Die Betheiligung der deutschen Industriellen, die österreichischen inbegriffen, ist außerordentlich, und die bisher zur Aufstellung angemeldeten Gegenstände nehmen schon einen größern Raum in Anspruch, als vorhanden ist. In allen deutschen Staaten sind von den Regierungen aus Comitéen ernannt worden zur Regelung der Zusendungen; an der Spitze der Ausstellungscommission in München steht Staatsrath v. Fischer. Entgegen dem in der Londoner Ausstellung befolgten Grundsatze werden die ausgestellten Gegenstände nicht nach Ländern, sondern nach Gattungen unterschieden werden. Es giebt dies zwar einen weniger umfassenden Ueberblick über die Gesammtindustrie eines jeden einzelnen Landes, gewährt aber dafür den Vortheil, die gleichen Industriezweige der verschiedenen Staaten besser vergleichen zu lassen. Die Eintheilung selbst findet in zwölf Gruppen statt, als 1) Mineralien und Brennstoffe, 2) landwirthschaftliche Erzeugnisse, 3) Chemikalien und Farben, 4) Nahrungsmittel und häusliche Consumtionsgegenstände, worunter auch Seifen und Beleuchtungsgegenstände zählen, 5) Maschinen, 6) Instrumente, 7) Gespinnste und Gewebe, 8) Metallwaaren und Waffen, 8) Glas und irdene Waaren, 10) Holzwaaren und Kurzwaaren, 11) Papier, Schreib-und Druckwaaren, 12) alle Leistungen der bildenden Künste, sofern sie Gegenstände der Ausstellung werden können.

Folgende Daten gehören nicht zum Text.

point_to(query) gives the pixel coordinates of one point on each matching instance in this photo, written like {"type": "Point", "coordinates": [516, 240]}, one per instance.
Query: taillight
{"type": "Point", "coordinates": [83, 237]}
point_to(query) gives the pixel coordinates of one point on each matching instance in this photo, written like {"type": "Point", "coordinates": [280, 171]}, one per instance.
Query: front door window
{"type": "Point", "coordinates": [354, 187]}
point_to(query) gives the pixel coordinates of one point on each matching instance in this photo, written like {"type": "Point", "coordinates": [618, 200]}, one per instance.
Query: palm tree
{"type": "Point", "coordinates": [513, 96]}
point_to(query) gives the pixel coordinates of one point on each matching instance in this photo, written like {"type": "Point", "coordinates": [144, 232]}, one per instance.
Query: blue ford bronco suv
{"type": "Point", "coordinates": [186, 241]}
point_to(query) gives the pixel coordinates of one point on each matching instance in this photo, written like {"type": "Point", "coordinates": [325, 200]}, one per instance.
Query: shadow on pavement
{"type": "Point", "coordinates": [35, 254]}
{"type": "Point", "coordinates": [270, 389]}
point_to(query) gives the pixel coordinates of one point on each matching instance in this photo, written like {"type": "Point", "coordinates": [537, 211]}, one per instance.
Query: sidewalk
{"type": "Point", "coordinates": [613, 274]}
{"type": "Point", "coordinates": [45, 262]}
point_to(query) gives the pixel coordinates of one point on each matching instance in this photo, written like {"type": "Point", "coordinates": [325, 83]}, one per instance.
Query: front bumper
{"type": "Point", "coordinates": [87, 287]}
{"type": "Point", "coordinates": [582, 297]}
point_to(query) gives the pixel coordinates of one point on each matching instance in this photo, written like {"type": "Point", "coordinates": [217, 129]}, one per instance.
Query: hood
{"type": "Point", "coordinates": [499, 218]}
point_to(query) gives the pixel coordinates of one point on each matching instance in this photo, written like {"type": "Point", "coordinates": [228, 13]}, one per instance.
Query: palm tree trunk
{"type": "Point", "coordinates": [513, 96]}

Noch niemals wurde der deutschen Industrie die Gelegenheit in so großartigem Maßstabe geboten, den von ihr errungenen Standpunkt vor den Augen des Publikums darzuthun, und wohl jedes deutsche Ländchen nennt hierbei irgend einen Industriezweig sein eigen, in welchem es keinen Vergleich zu scheuen braucht. Das vielseitig Gute, was durch diese große Schaustellungen der Industrie erzielt wird, ist schon oftmals hervorgehoben worden; ihr Werth besteht nicht darin, daß sie die Neugier der gewöhnlichen Besucher befriedigen, sondern daß sie den Wetteifer der Industriellen unter einander wecken, die höhern Fortschritte der Industrie verallgemeinern, den Consumenten für Entdeckung besserer Bezugsquellen die Mittel an die Hand geben, und neue Ideen anregen und wecken. Wir Deutsche können Anlässe, wie der vorliegende, außerdem als ein kleines äußeres Band der Nationaleinheit betrachten, so lange uns noch die stärkern Bande fehlen, und so begrüßen wir auch um deßwillen freudig die deutsche Industrieausstellung in München. Würde sich denn noch bis zum Juni der politische Horizont wieder aufklären, so blieb uns für das völlige Gelingen des Unternehmens an der Isar kein Wunsch zu thun übrig.


  1. Der Londoner Glaspalast war 1848 Fuß lang und 408 Fuß breit.